EDR Keeps Detecting Suspicious Fileless Attack via PowerShell – Need Help Identifying the Source

Hello,

We are using Sangfor Endpoint Secure in our organization and encountering a recurring issue. The EDR is continuously blocking the following PowerShell script execution as a “Suspicious fileless attack”, detected by the Fileless Attack Detection Engine.

Here are the details of one such incident:

Infected Endpoint: hp600pcX (10.0.X.X)
Process: c:\windows\system32\windowspowershell\v1.0\powershell.exe
Parameter:

powershell.exe -ExecutionPolicy Restricted -Command

$isBroken = 0

$ShellRegRoot = 'HKCU:\Software\Classes\Local Settings\Software\Microsoft\Windows\Shell'

$bagMRURoot = $ShellRegRoot + '\BagMRU'

$bagRoot = $ShellRegRoot + '\Bags'

$HomeFolderGuid = '14001F400E3174F8B7B6DC47BC84B9E6B38F59030000'

$properties = Get-ItemProperty -Path $bagMRURoot

foreach ($property in $properties.PSObject.Properties) {

  if ($property.TypeNameOfValue -eq 'System.Byte[]') {

    $hexString = ($property.Value | ForEach-Object { $_.ToString('X2') }) -join ''

    if ($hexString -eq $HomeFolderGuid) {

      $subkey = $property.Name

      $nodeSlot = Get-ItemPropertyValue -Path ($bagMRURoot + '\' + $subkey) -Name 'NodeSlot'

      $isBroken = if ((Get-ItemPropertyValue -Path ($bagRoot + '\' + $nodeSlot + '\Shell\*') -Name 'GroupView') -eq 0) { 1 } else { 0 }

      break

    }

  }

}

Write-Host 'Final result:',$isBroken

We could not identify which application or process triggered this script.
It has been executed on almost all user endpoints, usually once.

Here’s what we’ve tried:

• Checked Sysmon and PowerShell logs — no clear parent process was found.
  
  
• Confirmed that users did not manually run the script.
  
  
• No known GPO or login script includes this code.
  
  
• No scheduled task matches it.
  
  
• We are hesitant to whitelist this behavior without understanding its origin.
  
  

❓ My Questions:

• Is there a known component (e.g., Windows update, Teams, OneDrive, EMR agent, etc.) that might trigger this PowerShell command?
  
  
• Is there any way within the Sangfor EDR console to trace the origin or parent process of a PowerShell execution?
  
  
• Could this be a false positive, and if so, what’s the best way to validate and report it?
  
  

Any help or insights from the community or Sangfor team would be appreciated.
Thanks in advance!

If you sign the PowerShell script with your organization’s code-signing certificate, Sangfor and most EDRs treat it as more trustworthy.

We encountered a similar issue in our environment and here is how we resolved it:
Go to General Policies in the Sangfor Endpoint Secure console.
Select the relevant policy group that applies to your endpoints.
Navigate to Realtime Protection.
Under Fileless Attack Protection, enable “Enable suspicious PowerShell script detection” and select “Block script execution” (as shown in the screenshot above).

If you have any legitimate PowerShell script that you want to allow, you must add it to the Whitelist.
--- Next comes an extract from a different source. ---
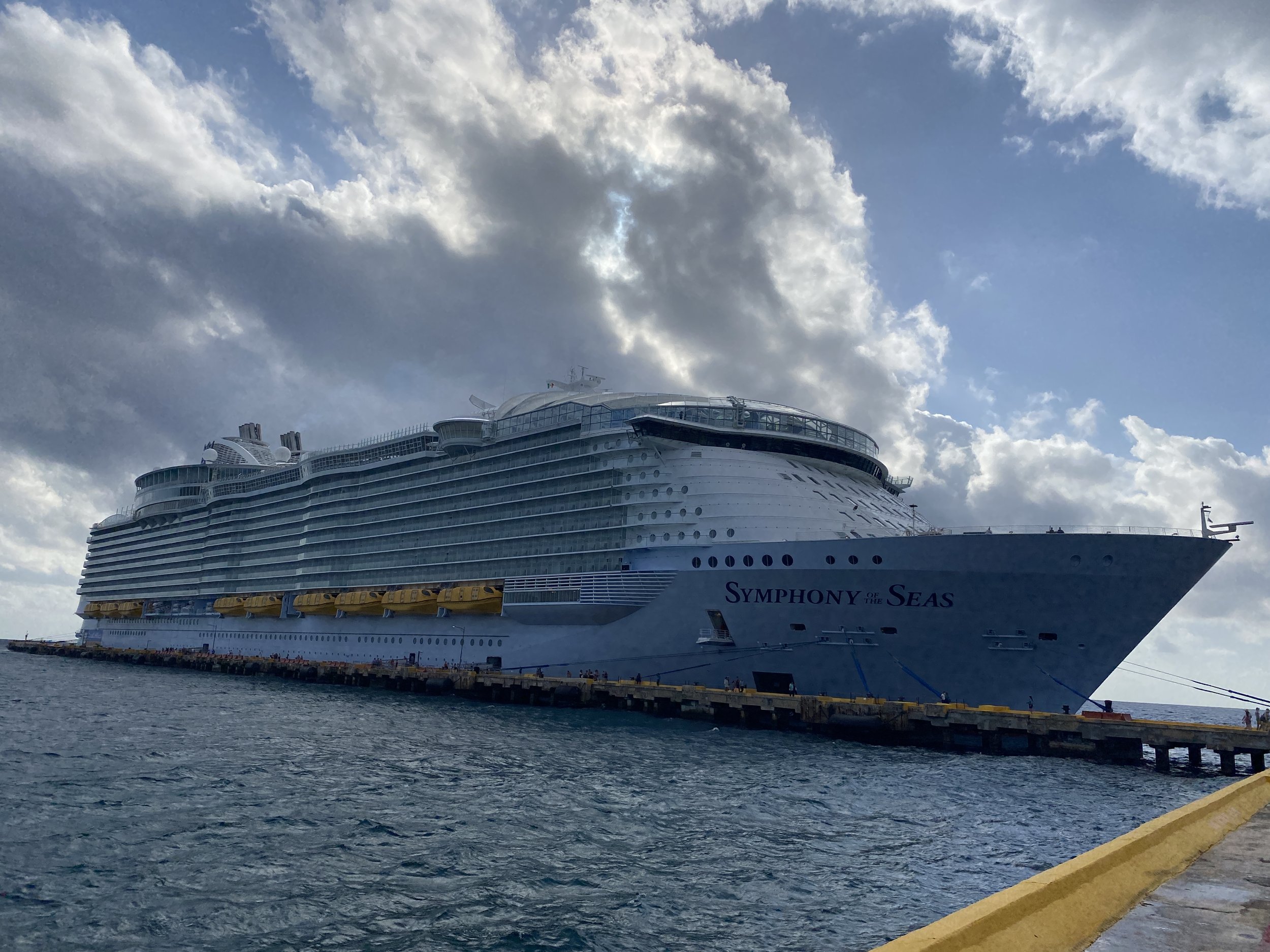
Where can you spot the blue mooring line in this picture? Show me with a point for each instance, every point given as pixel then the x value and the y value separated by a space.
pixel 913 674
pixel 862 673
pixel 1068 687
This will ensure that trusted scripts continue to run while all suspicious or unknown executions are blocked.

This approach allowed us to block the recurring suspicious script executions while still keeping control over our own internal/authorized scripts.

Hope this helps!

Hi, I have forwarded your issue to Sangfor technical support as it is a bit complicated.

i have this experience also, need some answers too.